When Laubry's wife dies, Blanche looks forward to a profitable alliance with him, where she will be free to have lovers if she pleases; but Laubry insists she must first break with Martin—not because he cares if she is faithful, but because the lower social standing of the 'bricklayer' would damage her in the eyes of the social circles they would be moving in. His contemptuous words about Martin enrage her, and she accuses him of giving her his wife's corpse as a wedding gift. This makes the match impossible, and he leaves.

She also rejects the offer of a local suitor, the deputy mayor of the town, who says he'll improve Martin's business prospects, and then he and Martin can share her. Enraged at the men in her life and at herself, she sells the shop, and resolves to leave the town forever. She releases the birds, wanting them to be free, even though they are not native, and will die in the winter.

Martin, knowing nothing of her having dismissed her other suitors in favor of him, and believing she is going to marry the consul, goes to the villa to confront her, and she is too proud to tell him the truth. In his rage, he strangles her, and the villa catches on fire, destroying all the evidence.

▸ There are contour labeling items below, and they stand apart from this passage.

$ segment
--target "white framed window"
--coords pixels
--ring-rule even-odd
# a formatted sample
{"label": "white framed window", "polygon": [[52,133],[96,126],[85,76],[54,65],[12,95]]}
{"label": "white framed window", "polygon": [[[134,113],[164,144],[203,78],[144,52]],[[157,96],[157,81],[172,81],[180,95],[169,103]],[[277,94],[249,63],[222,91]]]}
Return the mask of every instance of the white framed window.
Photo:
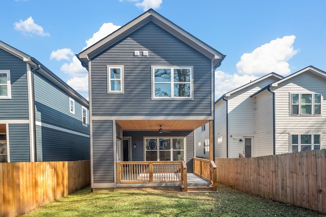
{"label": "white framed window", "polygon": [[291,148],[292,152],[320,149],[320,134],[292,134]]}
{"label": "white framed window", "polygon": [[0,70],[0,99],[11,99],[10,70]]}
{"label": "white framed window", "polygon": [[321,114],[320,94],[291,94],[291,115],[319,115]]}
{"label": "white framed window", "polygon": [[180,137],[146,137],[146,161],[184,161],[185,138]]}
{"label": "white framed window", "polygon": [[107,66],[107,93],[123,94],[123,66]]}
{"label": "white framed window", "polygon": [[82,115],[83,118],[83,126],[87,127],[87,109],[82,107]]}
{"label": "white framed window", "polygon": [[75,113],[75,101],[69,97],[69,111],[73,114]]}
{"label": "white framed window", "polygon": [[192,67],[152,66],[153,99],[192,99]]}

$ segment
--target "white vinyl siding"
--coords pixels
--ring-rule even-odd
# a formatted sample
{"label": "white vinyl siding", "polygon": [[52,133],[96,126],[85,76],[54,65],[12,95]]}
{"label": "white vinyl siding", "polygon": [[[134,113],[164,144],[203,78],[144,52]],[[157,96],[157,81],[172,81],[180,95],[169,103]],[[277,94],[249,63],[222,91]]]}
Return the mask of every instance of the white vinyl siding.
{"label": "white vinyl siding", "polygon": [[[325,80],[309,71],[304,72],[279,84],[275,88],[276,153],[291,151],[292,134],[322,134],[326,129],[324,115],[291,115],[291,93],[326,95]],[[325,114],[325,101],[322,98],[322,114]],[[326,138],[321,136],[321,148],[326,147]]]}
{"label": "white vinyl siding", "polygon": [[222,100],[215,104],[215,157],[227,157],[226,102]]}
{"label": "white vinyl siding", "polygon": [[255,98],[255,147],[252,157],[273,154],[273,94],[267,89]]}

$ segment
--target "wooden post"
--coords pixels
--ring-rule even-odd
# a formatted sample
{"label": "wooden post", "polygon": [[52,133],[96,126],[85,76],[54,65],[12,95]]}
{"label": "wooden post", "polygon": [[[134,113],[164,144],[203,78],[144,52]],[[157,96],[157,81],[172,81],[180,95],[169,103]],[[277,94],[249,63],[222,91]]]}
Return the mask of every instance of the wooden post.
{"label": "wooden post", "polygon": [[211,120],[209,121],[209,161],[214,161],[214,153],[213,146],[214,145],[214,141],[213,141],[213,121]]}
{"label": "wooden post", "polygon": [[188,191],[188,185],[187,183],[187,165],[184,161],[182,161],[182,165],[181,166],[181,173],[182,177],[182,182],[183,182],[183,191]]}
{"label": "wooden post", "polygon": [[149,183],[153,182],[153,163],[149,162]]}
{"label": "wooden post", "polygon": [[121,182],[121,166],[120,162],[117,162],[117,183]]}

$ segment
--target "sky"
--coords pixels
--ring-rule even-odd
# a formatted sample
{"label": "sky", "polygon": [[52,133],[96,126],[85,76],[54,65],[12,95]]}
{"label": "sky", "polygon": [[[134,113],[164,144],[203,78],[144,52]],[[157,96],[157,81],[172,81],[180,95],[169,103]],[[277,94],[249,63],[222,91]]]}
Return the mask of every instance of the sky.
{"label": "sky", "polygon": [[150,8],[226,55],[215,100],[271,72],[326,71],[326,0],[1,0],[0,8],[0,40],[87,99],[88,72],[75,54]]}

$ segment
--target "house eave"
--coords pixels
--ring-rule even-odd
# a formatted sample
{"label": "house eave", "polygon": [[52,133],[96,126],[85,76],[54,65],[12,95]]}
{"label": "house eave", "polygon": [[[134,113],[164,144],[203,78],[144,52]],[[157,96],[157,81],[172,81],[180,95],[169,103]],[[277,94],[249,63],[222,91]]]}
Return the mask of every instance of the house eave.
{"label": "house eave", "polygon": [[225,55],[164,18],[152,9],[149,10],[76,55],[84,66],[88,66],[88,63],[98,54],[149,22],[155,23],[212,60],[214,68],[218,67],[225,57]]}

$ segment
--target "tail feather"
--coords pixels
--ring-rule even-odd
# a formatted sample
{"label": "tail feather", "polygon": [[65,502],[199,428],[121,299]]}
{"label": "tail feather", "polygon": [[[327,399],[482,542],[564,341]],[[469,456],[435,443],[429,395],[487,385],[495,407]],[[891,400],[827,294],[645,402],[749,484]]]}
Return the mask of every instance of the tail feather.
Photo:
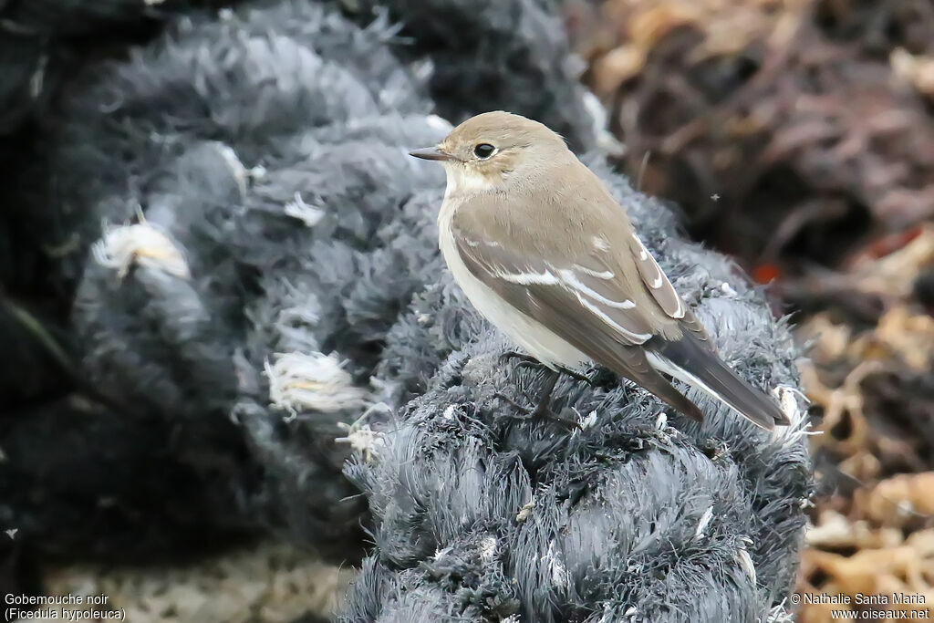
{"label": "tail feather", "polygon": [[771,431],[775,424],[790,424],[777,404],[765,393],[750,387],[723,360],[693,336],[686,334],[679,340],[645,346],[655,347],[647,355],[657,370],[702,389],[757,426]]}

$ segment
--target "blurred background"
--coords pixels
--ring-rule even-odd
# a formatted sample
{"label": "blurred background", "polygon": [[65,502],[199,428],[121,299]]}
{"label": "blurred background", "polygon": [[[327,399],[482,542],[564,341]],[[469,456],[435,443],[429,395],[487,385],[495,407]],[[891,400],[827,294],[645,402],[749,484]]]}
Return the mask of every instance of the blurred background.
{"label": "blurred background", "polygon": [[[769,284],[811,361],[798,590],[934,600],[934,4],[563,5],[619,165]],[[800,621],[829,620],[805,605]]]}
{"label": "blurred background", "polygon": [[[72,277],[64,271],[48,278],[69,245],[79,244],[68,236],[44,239],[37,232],[61,233],[67,222],[22,199],[36,195],[35,169],[55,127],[49,120],[79,88],[85,78],[78,77],[98,64],[134,58],[134,47],[149,45],[182,16],[216,20],[237,4],[250,3],[0,2],[0,333],[9,358],[0,378],[4,416],[70,395],[80,384],[49,346],[69,313],[63,301],[71,296]],[[536,106],[546,116],[561,106],[561,94],[549,92],[547,83],[541,92],[528,81],[497,82],[495,76],[459,83],[463,68],[448,68],[468,65],[466,55],[477,72],[495,62],[508,75],[510,64],[529,62],[485,58],[483,37],[510,33],[483,26],[498,18],[479,9],[477,22],[465,20],[469,3],[323,4],[358,23],[398,24],[387,26],[385,40],[406,62],[432,62],[435,112],[452,122],[485,103],[519,102],[529,109],[517,111],[531,116]],[[532,5],[553,18],[543,28],[560,29],[549,32],[554,46],[571,52],[562,66],[605,110],[596,118],[608,134],[575,147],[609,150],[641,191],[675,205],[694,239],[729,254],[766,287],[776,315],[790,319],[806,348],[811,361],[801,375],[812,404],[817,495],[808,511],[798,590],[919,593],[934,603],[934,4],[516,3]],[[448,10],[455,17],[446,30]],[[485,33],[480,45],[465,43],[470,28]],[[500,45],[493,41],[486,44]],[[522,53],[534,64],[540,51]],[[556,129],[586,135],[569,124]],[[43,179],[38,186],[56,183]],[[33,331],[36,326],[46,329]],[[35,347],[35,335],[41,347]],[[14,366],[56,372],[18,375]],[[201,556],[193,566],[158,573],[39,565],[17,545],[15,532],[0,535],[0,581],[8,589],[107,592],[134,608],[127,620],[134,623],[291,621],[309,610],[327,613],[348,576],[346,569],[264,545]],[[238,542],[238,530],[211,548],[226,551],[228,537]],[[230,612],[217,609],[219,594],[229,596]],[[829,620],[830,609],[803,605],[798,620]]]}

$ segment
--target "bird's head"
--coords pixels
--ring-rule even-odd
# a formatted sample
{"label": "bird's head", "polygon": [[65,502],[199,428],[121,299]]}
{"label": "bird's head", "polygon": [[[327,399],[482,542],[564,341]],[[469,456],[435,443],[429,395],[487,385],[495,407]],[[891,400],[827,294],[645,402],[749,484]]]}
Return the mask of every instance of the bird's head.
{"label": "bird's head", "polygon": [[564,139],[547,126],[502,111],[472,117],[435,147],[410,152],[444,164],[458,190],[494,189],[567,153]]}

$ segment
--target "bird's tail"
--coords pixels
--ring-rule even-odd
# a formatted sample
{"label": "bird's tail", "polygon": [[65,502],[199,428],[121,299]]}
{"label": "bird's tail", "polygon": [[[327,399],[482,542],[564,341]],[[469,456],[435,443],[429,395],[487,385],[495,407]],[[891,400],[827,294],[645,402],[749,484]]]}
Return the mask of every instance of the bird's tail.
{"label": "bird's tail", "polygon": [[[651,347],[653,345],[645,346]],[[692,335],[661,343],[646,354],[649,362],[659,372],[702,389],[757,426],[771,431],[775,424],[790,424],[774,401],[750,387]]]}

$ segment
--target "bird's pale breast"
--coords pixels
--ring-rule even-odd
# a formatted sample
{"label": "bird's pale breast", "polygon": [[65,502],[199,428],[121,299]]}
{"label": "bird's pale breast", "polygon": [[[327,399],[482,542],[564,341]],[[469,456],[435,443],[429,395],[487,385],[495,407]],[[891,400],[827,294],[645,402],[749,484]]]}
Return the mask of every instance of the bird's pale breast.
{"label": "bird's pale breast", "polygon": [[467,295],[471,304],[484,318],[518,344],[530,355],[545,365],[559,364],[576,367],[588,358],[580,350],[568,344],[545,325],[526,316],[504,301],[482,281],[477,279],[460,259],[454,234],[451,231],[451,217],[454,209],[446,197],[438,215],[438,247],[445,258],[454,280]]}

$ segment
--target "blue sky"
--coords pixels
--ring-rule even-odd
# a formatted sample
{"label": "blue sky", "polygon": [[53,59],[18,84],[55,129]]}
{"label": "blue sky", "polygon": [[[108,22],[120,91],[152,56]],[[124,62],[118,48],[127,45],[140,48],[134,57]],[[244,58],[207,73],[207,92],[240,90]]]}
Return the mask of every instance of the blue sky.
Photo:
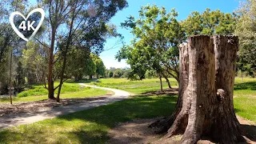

He goes home in shock and reveals what he did. His sister promises him an alibi and enlists the postman as a witness, turning the clock back, so that it will seem to the usually drunken postman that Martin was having lunch when the crime took place.

His trial is going badly for him until under questioning Blanche's uncle (who was not really her uncle at all, but a former lover and mentor who she formed a lasting friendship with) reveals that from her teens she had many men (Martin, forgetting his peril, protests this line of attack from his attorney, saying he doesn't want her reputation smeared). But even while exonerating Martin, lying about how he saw no anger in him shortly before the murder, the old man aims a telling emotional blow when he reveals that she had rejected the consul and his wealth, because of the man's petty snobbery towards the 'bricklayer.' Martin now feels the full impact of what he has done, the injustice he has committed towards the only woman he ever loved.

The jury acquits him unanimously and he goes home to a party organized by his sister, whose perjury was believed. In the shadows is the rebuffed teacher, who has been watching the entire trial, watching Martin closely, seeing his reaction to the revelation that she had, in fact, been true to him in her heart. Martin sees the young man in the barn, watching him, holding a gun. He deliberately turns his back, silhouetted in the open window, waiting for the shots he knows are coming, while he smokes his last Gauloise.

==Cast==
- Jean Gabin as Martin Roumagnac
- Marlène Dietrich as Blanche Ferrand
- Margo Lion as Martin's sister
- Jean d'Yd as Blanche's uncle
- Daniel Gélin as teacher transfixed by Blanche
- Marcel Herrand as Laubry, the diplomat
- Lucien Nat as Blanche's lover before Martin

==Production==
Filming took place at the Studios de Saint-Maurice in Val-de-Marne. Exterior scenes were filmed at the Château de Vaudrémont near Saint-Dizier (Haute-Marne).